Он улыбается и закатывает глаза – остаются только белки, – и его лицо принимает совершенно умиротворенное выражение, потом он роняет голову на грудь, и волосы падают ему на лоб. На его бежевых брюках – пятно засохшей блевотины. Надя выдергивает иглу из своей лодыжки, поднимает глаза и начинает жалобно постанывать – но и она тоже меня не видит. Внутри шприца, который она держит в руке, сквозь светлую жидкость пробивается тонкая красная ниточка.

Я закрываю глаза и бегу вверх по ступенькам, пару раз падаю, больно ушибая колени. Но я не хочу, не могу открыть глаза. Наверху, в холле, опять играет та же спокойная джазовая музыка. Стэн Гетц, проносится у меня в голове, это Стэн Гетц. Был такой CD, где он играл вместе с Аструд Джильберто. Называлось все это Walkman-Jazz. Или не CD, а пластинка? Существовали ли вообще в то время CD-диски? На пути к выходу я сбиваю пару пустых бутылок, потому что глаза у меня все еще закрыты, и они разбиваются вдребезги на каменном полу, и кто-то кричит мне вслед нечто неразборчивое, и кто-то другой смеется, и когда я оказываюсь на улице, по ту сторону двери, все вдруг делается желтым, хотя глаза я так и не открыл, и в тот же миг сознание мое отключается.
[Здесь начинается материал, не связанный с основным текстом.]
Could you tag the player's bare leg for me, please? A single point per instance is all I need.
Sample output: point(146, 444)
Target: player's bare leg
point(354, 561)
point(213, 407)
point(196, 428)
За минуту перед тем, как упасть, я думал не о Нигеле и не о Наде. Я думал о том, что не знаю, какие перемены ждут нас в ближайшие годы. Раньше все было обозримо, предсказуемо. Но теперь я просто не знаю, что на нас надвигается. Будут ли и дальше распространяться пестрые тренировочные костюмы, сочетающие в себе лиловый, светло-зеленый и черный цвета? На Востоке все носят такие, и люди там терпеливее, невозмутимее и вообще гораздо симпатичнее, чем у нас. Может быть, Восток заполонит Запад своей невозмутимостью и своими тренировочными костюмами. В таком исходе было бы нечто утешительное, думаю я, действительно нечто утешительное, потому что одетый в лиловое нелепый ост-менш мне в миллион раз милее, чем какой-нибудь наглухо отгородившийся от внешнего мира западный неврастеник, с чавканьем пожирающий за столиком в торговом пассаже своих любимых устриц. А огромные массы немытого народа с Востока – из Молдавии, с Украины, из Белоруссии – непременно хлынут к нам. В этом я уверен.